Congressman preaches civility to hundreds of high school students

U.S. Rep. Dusty Johnson, R-South Dakota, conducts his inaugural Level Up Youth Conference on Oct. 30, 2023, at Western Dakota Technical College in Rapid City. (Seth Tupper/South Dakota Searchlight)

Seth Tupper/South Dakota Searchlight

Members of the other political party aren’t evil, journalists aren’t the enemy, and watching a lot of cable TV news isn’t a good idea.

That’s a sampling of comments Monday from U.S. Rep. Dusty Johnson, R-South Dakota, who hosted his inaugural Level Up Youth Conference at Western Dakota Technical College in Rapid City. Hundreds of students attended from local and area high schools.

Johnson is fresh off a bruising several weeks in Washington, D.C., where the House of Representatives ousted its speaker, cycled through several nominees and finally elected a new speaker. Johnson said he’s frustrated by the state of politics and wants students to help change it.

“I don’t know that a conference like this is going to change everything overnight, and I suspect it’s not,” he said. “But I think because politics is a spectator sport, I think this is an opportunity for us to try to make sure that South Dakota and our country are better governed.”

The recipe for change, according to Johnson, is getting to know people with different views, listening to them, and working with them to solve problems instead of engaging in the politics of “fear and anger.”

“Politics needs to be about addition and multiplication,” Johnson said. “Politics is not about division and subtraction.”

To help convince the students, Johnson played a prerecorded message from “Captain America” actor Chris Evans. He’s the co-founder of A Starting Point, which publishes free online videos showcasing and encouraging bipartisan civic engagement.

Johnson appears in some of the videos and said he’s “become friends” with Evans. In the prerecorded message, Evans said “the ability to engage in civil, thoughtful and inclusive discussion is the foundation of a healthy democracy.”

“Dusty understands this better than most,” Evans added.

Students heard additional, in-person messages about the importance of civil discourse and engagement from a former Rapid City councilman and two local media professionals.
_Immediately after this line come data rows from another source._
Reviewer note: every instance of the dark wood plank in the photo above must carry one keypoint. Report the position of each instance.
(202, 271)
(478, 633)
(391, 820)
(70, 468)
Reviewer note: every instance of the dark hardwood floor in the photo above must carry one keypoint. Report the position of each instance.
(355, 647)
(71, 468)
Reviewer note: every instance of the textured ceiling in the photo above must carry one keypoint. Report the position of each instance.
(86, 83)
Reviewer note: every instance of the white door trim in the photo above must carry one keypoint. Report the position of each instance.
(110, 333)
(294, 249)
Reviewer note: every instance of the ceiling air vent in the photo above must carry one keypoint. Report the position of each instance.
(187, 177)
Johnson shared information about military service academies and congressional internships.

During later comments to reporters, Johnson lamented a 2021 analysis from Tufts University that said South Dakota’s 32% percent voter turnout among 18- to 29-year-olds during the 2020 general election was the lowest in the country.
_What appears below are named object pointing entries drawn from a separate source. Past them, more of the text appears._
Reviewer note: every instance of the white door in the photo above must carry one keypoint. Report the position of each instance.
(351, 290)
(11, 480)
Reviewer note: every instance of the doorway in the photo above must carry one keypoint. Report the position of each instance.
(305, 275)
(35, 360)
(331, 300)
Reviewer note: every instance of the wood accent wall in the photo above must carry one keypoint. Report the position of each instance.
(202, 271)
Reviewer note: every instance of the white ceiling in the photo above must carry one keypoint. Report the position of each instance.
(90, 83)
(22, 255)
“What I hear more often from young people than anything else is that they are worn out by how those of us in Washington, D.C., do our business,” Johnson said. “They don’t understand why there has to be so much meanness — why there has to be so much bickering.”

Lochlan Willis, a student from Hill City, doesn’t have a lot of faith that the country will heed Johnson’s call for civility. But Willis thinks some of the students at the conference might take the message to heart.

“I hope they do,” Willis said. “I know I did.